INCREASED EXPRESSION OF TOLL-LIKE RECEPTOR-2 AND -4 ON LEUKOCYTES FROM PATIENTS WITH SEPSIS

Abstract

The reduced responsiveness of monocytes or granulocytes toward endotoxin (endotoxin tolerance) during sepsis may depend on Toll-like receptors (TLR). The expression of TLR-2 and TLR-4 was measured on neutrophils (PMN) and monocytes from patients with sepsis (n = 21) or healthy controls (n = 12). Leukocytes (1 × 10⁶/mL) were incubated at 37°C with or without a TLR-4 (LPS 1 μg/mL) or a TLR-2 ligand (MALP-2 2 nM).

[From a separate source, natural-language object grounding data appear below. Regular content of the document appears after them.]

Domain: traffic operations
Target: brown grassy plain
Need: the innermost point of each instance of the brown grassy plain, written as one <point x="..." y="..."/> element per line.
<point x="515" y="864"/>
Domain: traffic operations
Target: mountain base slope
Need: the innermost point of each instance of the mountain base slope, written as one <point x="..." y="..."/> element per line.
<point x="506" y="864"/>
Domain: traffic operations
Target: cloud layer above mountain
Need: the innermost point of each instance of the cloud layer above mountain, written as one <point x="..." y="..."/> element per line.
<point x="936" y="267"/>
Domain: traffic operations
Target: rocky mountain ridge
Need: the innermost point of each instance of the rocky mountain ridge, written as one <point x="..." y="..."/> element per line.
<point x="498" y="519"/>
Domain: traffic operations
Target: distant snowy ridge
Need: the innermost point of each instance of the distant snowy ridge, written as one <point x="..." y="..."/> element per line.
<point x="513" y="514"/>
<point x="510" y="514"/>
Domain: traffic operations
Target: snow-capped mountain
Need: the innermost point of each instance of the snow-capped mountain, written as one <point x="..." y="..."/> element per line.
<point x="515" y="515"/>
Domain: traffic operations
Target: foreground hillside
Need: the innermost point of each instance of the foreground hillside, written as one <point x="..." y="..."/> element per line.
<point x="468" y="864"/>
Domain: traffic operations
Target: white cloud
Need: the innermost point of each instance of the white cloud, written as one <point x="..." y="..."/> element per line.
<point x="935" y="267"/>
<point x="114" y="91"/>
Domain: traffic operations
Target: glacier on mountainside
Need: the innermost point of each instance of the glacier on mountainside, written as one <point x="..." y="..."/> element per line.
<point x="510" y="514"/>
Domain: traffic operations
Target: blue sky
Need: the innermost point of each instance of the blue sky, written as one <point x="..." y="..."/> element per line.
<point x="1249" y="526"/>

Surface expression of TLR-2 and TLR-4 at 0, 4, and 16 h was determined in FACS after staining with specific antibodies. The release of IL-8 and TNF-α was measured by ELISA. Freshly isolated PMN from patients with sepsis exhibited significantly (P < 0.05) higher mean fluorescence for TLR-2 (78.0 ± 18.6) and TLR-4 (11.4 ± 2.3) than controls (12.8 ± 2.2 and 2.3 ± 0.4). Similarly, monocytes from patients exhibited higher TLR-2 and TLR-4 expression (300.8 ± 40.6 and 92.7 ± 12.1) than cells from controls (149.5 ± 27.1 and 52.2 ± 7.6). In patients with sepsis, expression of TLR-2 and TLR-4 on PMN increased during 16 h of incubation (106.2 ± 22.1 and 34.5 ± 5.3), whereas it remained unchanged in controls (19.3 ± 6.1 and 5.4 ± 1.9). Incubation with LPS or MALP-2 had no effect on TLR-4 or TLR-2 expression in cells from either controls or patients. Despite increased TLR expression in cells from patients with sepsis, the endotoxin-induced release of TNF-α and IL-8 was indistinguishable from that in controls. Therefore, the endotoxin tolerance seen in patients with sepsis does not depend solely on TLR-2 or TLR-4 expression, and other mechanisms must be involved.